The dividend suspension from Herbalife, which has been accused of being a “pyramid scheme” by hedge fund manager William Ackman, prompted praise from legendary investor Carl Icahn on Twitter.
“Great move by (Herbalife) to suspend dividend & buyback shares ... Confirms confidence in the future,” said Icahn, who has a stake in the Los Angeles-based company.
Herbalife on Monday reported first-quarter adjusted net earnings of $1.50 per share, topping analysts’ average forecast by 20 cents per share, according to Thomson Reuters I/B/E/S.
It also boosted its 2014 earnings forecast to a range of $6.10 to $6.30 per share from its previous range of $5.85 to $6.05.
Ackman took a $1 billion short position against Herbalife in December 2012.
Since then, several civil rights groups also have alleged the company is running a pyramid scheme, leading the Federal Trade Commission, the Federal Bureau of Investigation, New York State Attorney General Eric Schneiderman and Illinois Attorney General Lisa Madigan to also open investigations.
The company denies the allegations.

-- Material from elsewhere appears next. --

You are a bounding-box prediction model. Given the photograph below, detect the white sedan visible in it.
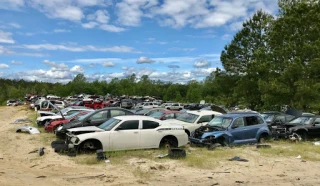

High-profile investors such as Icahn, George Soros and Daniel Loeb have supported Herbalife in the past by taking stakes.
Herbalife, which competes with Weight Watchers International Inc, Nutrisystem Inc and Medifast Inc, has been benefiting from what it calls the “daily consumption model” and a focus on emerging markets.
Its daily consumption model, which promotes everyday use of its products such as energy drinks and multi-vitamin tablets, has seen higher demand because customers shell out less money at a time.